About George Mainwaring
Artist George Mainwaring, born 1907 in Rochdale UK. Illustrator of local vignettes, filled with local characters, customs and remembered detail.
George Mainwaring was a mill worker, policeman, Ministry of Food Enforcement Officer, transport manager, writer, an award-winning scout leader, husband, father, grand and great grandfather, and an artist.
Born in 1907 to working class parents in Rochdale, as one of 14 children, money, food and opportunities were hard to come by. As a result, at the age of 12, George went to work as a “half timer” at John Bright’s cotton mill. A year later his education ended and he became a full-time working man.
George’s escape from a tough working life was his Saturday morning class at Rochdale School of Art. At 16 he could easily have progressed to be a full time student in the school, but the family could ill afford the loss of his income, and so the opportunity slipped by.
In 1933 George married Ethel Lee. They were to have two children, Dorothy and then John, and would be happily married for 60 years, until Ethel died.
In the 1960s, George was given the opportunity to combine his artistic talent with the love of local history he shared with Ethel. He wrote and illustrated for the local newspaper, the Rochdale Observer, a series of historical vignettes, filled with local characters, customs and remembered detail.
His much loved contribution to the Observer ran for many years until, in 1975, George’s artistic interests developed further. Dorothy, now a primary school teacher, asked her dad to do a drawing to illustrate a subject that cropped up in one of her lessons, a dancing bear that would provide entertainment in the streets of George’s childhood.
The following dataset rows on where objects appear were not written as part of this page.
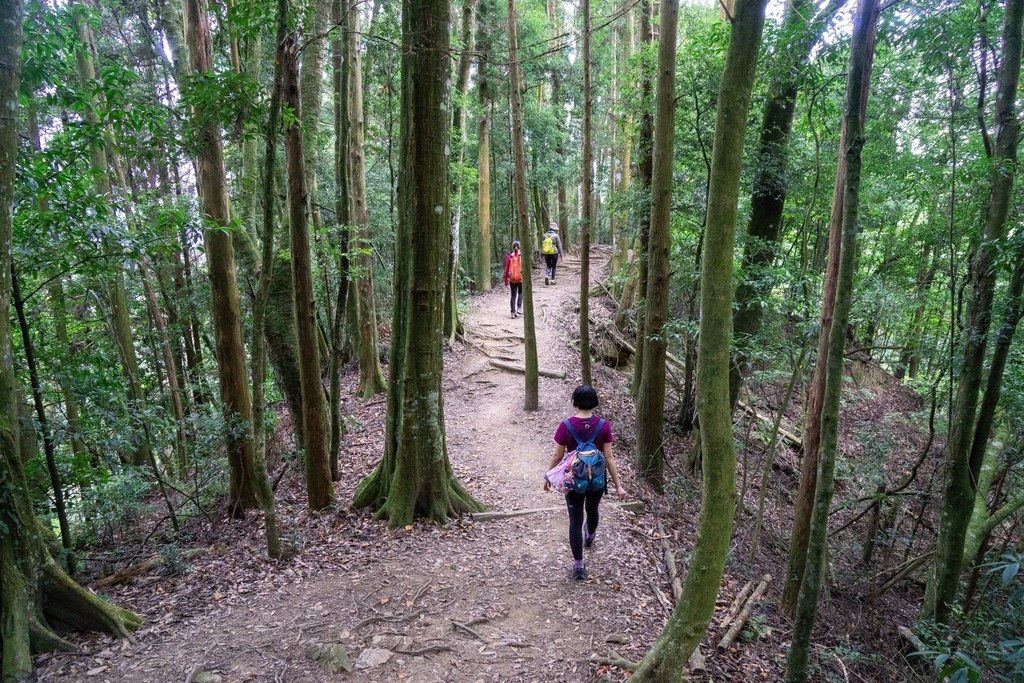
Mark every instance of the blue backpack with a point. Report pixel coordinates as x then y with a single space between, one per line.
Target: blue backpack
589 464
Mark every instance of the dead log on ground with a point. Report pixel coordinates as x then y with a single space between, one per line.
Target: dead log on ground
631 506
141 568
744 613
513 368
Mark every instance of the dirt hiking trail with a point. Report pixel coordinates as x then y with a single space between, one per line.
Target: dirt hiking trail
484 601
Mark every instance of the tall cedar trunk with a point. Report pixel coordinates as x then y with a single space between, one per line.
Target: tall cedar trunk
797 38
650 399
964 464
250 179
803 508
483 278
310 89
415 477
59 307
340 82
33 588
531 397
645 170
320 492
180 444
262 292
558 101
212 185
452 324
977 532
371 376
853 127
44 424
120 319
587 223
280 329
689 620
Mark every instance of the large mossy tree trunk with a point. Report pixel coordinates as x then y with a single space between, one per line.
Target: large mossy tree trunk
804 505
798 36
483 151
371 375
963 463
415 477
666 659
645 169
531 384
233 379
34 590
320 492
280 327
339 65
650 398
262 290
586 199
117 295
817 550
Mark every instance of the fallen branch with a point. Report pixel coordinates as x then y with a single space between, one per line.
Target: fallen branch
697 660
902 571
744 613
792 439
429 649
910 637
659 595
670 564
389 617
632 506
514 368
615 659
737 602
139 569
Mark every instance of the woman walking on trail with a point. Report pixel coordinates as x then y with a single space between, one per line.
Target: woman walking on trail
582 432
513 278
551 247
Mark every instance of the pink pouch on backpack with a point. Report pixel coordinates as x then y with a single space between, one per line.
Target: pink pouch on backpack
560 476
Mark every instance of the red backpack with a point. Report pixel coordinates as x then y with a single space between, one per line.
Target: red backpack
515 268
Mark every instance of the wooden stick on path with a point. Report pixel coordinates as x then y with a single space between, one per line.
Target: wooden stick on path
744 613
631 506
514 368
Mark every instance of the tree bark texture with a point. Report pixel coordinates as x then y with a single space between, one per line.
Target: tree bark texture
33 588
587 223
371 375
817 550
415 477
645 170
650 398
459 139
483 278
320 492
803 508
667 658
963 466
117 296
233 379
797 38
531 396
342 203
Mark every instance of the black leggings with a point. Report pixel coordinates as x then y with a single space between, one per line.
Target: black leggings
578 505
552 261
516 292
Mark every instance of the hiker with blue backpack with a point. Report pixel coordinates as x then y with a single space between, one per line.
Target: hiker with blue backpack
580 467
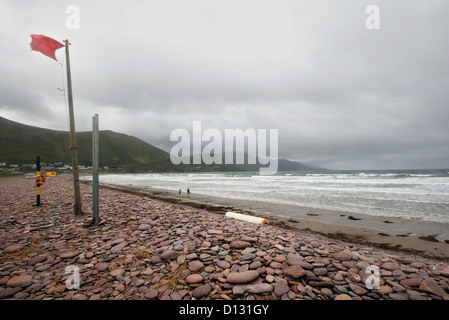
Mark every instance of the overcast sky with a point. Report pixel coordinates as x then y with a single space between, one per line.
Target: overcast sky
342 96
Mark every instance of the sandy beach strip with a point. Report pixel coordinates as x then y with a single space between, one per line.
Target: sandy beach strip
148 248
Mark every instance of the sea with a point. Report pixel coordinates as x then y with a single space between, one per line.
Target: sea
409 194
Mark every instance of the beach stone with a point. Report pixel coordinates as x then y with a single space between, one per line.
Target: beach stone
240 244
281 287
319 271
13 248
238 289
431 286
201 291
412 282
385 290
68 254
248 256
294 271
118 247
23 280
223 264
342 289
102 266
195 265
153 293
326 291
255 265
343 256
117 272
169 255
79 297
417 265
194 278
21 295
390 266
343 296
399 275
259 288
144 226
357 289
397 296
37 259
243 277
60 288
8 292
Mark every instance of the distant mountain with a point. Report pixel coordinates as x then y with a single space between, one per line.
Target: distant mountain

Dorothy liked the picture so much George set about reproducing it in oils, as a surprise birthday present for his daughter. This was his first oil on canvas.
The next twenty years of his artistic life gave him great pleasure, producing a series of oils and numerous ink drawings, allowing him to share the stories of his early life with great skill and character.
George deeply regretted how little formal education he had received and spent an interesting and productive life acquiring and sharing fascinating facts and stories.
George stopped painting when Ethel died. He died three years later aged 89.